Kelvin, a provider of decarbonized HVAC solutions for legacy buildings, announced the closing of $30 million in funding. Kelvin recently rebranded from Radiator Labs to reflect the company's growth beyond radiators, including expansion into the U.S. market and targeting older building decarbonization where emissions reduction is a vital climate goal.

The Series A round was led by climate-focused venture capital firm 2150, with participation from the Schmidt Family Foundation, the Partnership Fund for NYC, and several previous investors. The funds will be used for hiring and to build a scalable platform for accelerating the adoption of economically and environmentally sustainable HVAC options worldwide.

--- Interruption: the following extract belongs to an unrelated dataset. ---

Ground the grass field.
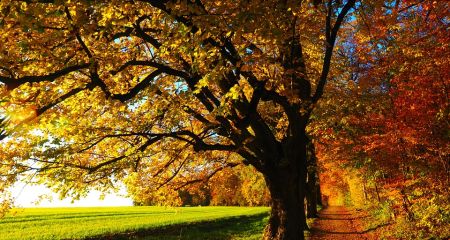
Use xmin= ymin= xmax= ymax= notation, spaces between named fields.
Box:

"Our new identity as Kelvin symbolizes the next phase of our broader mission: to provide energy-efficient temperature control that benefits building owners, tenants, and the larger communities they serve," says Marshall Cox, Kelvin’s CEO and co-founder. "With this new capital, we're excited to expand our team and platform, helping more buildings in more cities meet electrification goals while reducing operating costs."

Kelvin’s flagship product, the Cozy, is an insulated radiator cover that enhances heating efficiency by preventing overheating and fuel wastage. The Cozy is installed in more than four thousand apartments across the northeastern United States.

Kelvin's scope has broadened to include other decarbonized HVAC applications, such as heat pump and thermal battery systems. Like the Cozy, these solutions are also installed through a no-money-down subscription agreement.

As a qualified technology for the Inflation Reduction Act's investment tax credit and other state and utility energy efficiency incentives, Kelvin’s decarbonization and efficiency solutions help buildings comply with local emissions, energy efficiency, and electrification regulations, including New York City's Local Law 97.

Since 2011, Kelvin has sold over 15,000 intelligent HVAC solutions to a diverse range of customers, including universities, large real estate portfolios, city agencies and housing authorities.